Reacting to the attack, Army Master Sgt. George Vera, a 7th Special Forces Group Green Beret, ran to the scene and began to defend the base. With him was his best friend and fellow Green Beret Army First Sgt. Andrew McKenna..."_


https://www.socom.mil/pages/7th-Group-Green-Beret-competes-in-his-first-Warrior-Games.aspx


----------



## amlove21 (Aug 24, 2018)

So, I happen to be a guy that the Care Coalition helped out, after my injury. 
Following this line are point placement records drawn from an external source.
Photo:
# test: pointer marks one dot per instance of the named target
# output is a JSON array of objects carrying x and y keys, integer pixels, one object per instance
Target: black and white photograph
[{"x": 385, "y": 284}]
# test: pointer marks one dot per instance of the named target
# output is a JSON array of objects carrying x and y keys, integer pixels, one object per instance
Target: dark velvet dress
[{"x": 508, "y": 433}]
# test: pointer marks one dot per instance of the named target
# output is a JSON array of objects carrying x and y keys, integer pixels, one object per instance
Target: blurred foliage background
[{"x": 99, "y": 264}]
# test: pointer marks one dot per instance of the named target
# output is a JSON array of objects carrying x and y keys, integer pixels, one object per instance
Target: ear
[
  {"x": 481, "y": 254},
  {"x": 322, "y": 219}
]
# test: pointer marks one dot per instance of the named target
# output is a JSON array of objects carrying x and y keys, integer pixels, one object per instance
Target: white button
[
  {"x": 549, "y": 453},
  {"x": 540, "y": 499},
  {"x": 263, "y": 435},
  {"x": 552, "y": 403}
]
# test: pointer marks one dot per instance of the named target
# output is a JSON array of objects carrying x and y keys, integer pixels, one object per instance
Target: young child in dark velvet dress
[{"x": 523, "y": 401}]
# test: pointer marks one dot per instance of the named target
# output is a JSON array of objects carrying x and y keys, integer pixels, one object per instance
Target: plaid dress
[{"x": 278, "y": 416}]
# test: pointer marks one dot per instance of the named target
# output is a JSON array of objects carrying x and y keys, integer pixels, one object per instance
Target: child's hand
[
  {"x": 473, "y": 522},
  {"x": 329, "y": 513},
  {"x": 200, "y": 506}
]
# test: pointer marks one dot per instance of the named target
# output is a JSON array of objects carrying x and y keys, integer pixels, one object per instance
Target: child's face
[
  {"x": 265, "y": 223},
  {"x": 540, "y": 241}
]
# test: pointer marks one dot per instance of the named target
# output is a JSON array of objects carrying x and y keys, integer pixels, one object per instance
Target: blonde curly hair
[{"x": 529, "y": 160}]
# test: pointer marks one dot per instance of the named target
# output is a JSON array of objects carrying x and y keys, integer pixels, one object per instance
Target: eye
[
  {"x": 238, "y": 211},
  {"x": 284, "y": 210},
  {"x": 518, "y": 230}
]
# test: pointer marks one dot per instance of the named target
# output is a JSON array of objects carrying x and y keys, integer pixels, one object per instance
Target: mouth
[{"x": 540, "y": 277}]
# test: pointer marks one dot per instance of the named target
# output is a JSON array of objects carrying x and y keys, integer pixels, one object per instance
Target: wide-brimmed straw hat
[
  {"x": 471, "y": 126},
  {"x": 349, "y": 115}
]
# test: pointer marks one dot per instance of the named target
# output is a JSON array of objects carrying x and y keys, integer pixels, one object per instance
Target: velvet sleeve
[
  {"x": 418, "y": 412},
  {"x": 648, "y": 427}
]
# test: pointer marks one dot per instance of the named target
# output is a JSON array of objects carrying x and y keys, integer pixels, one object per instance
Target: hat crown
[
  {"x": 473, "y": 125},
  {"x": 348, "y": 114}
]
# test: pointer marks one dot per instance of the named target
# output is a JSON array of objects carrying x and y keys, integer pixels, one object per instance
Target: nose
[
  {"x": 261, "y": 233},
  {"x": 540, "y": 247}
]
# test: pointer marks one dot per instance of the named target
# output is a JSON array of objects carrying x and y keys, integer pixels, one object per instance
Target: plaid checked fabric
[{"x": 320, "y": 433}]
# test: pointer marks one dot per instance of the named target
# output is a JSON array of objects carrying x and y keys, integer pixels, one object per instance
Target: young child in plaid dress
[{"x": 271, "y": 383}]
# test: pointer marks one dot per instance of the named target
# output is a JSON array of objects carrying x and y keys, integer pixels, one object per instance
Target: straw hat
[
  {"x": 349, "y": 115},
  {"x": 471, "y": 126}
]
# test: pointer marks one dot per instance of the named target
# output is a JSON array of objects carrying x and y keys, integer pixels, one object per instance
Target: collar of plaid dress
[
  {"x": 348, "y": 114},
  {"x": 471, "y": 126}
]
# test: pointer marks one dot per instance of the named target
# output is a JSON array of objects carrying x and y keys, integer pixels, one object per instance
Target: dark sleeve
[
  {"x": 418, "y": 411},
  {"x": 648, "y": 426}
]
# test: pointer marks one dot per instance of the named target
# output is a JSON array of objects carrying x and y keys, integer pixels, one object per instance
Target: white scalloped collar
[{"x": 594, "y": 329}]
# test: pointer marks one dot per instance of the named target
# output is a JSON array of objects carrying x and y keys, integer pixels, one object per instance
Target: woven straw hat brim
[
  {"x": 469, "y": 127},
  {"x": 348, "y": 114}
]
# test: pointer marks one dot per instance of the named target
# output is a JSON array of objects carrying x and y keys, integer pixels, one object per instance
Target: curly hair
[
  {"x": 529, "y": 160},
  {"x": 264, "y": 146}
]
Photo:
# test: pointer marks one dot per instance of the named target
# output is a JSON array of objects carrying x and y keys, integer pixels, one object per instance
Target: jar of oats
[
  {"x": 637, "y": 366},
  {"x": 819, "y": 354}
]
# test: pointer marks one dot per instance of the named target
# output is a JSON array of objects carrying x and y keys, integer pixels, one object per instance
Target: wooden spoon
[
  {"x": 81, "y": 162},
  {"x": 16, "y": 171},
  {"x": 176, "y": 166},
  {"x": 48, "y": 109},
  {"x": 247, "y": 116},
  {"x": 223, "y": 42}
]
I can't say enough about the professionalism and tenacity that they display to help injured guys/gals. If you ware looking to donate your time or hard earned money, I would 100% guide you in that direction if able. 

Just an overall extremely classy organization and group. 

Great post, @Ocoka


----------



## DasBoot (Aug 24, 2018)

My dad was there in the early days. He would be extremely happy to know that they are continuing on with their good work. I’m especially happy to hear that someone I respect and know is a no bullshit guy (@amlove21) has had such a positive experience working with them.


----------



## amlove21 (Aug 24, 2018)

DasBoot said:


> My dad was there in the early days. He would be extremely happy to know that they are continuing on with their good work. I’m especially happy to hear that someone I respect and know is a no bullshit guy (@amlove21) has had such a positive experience working with them.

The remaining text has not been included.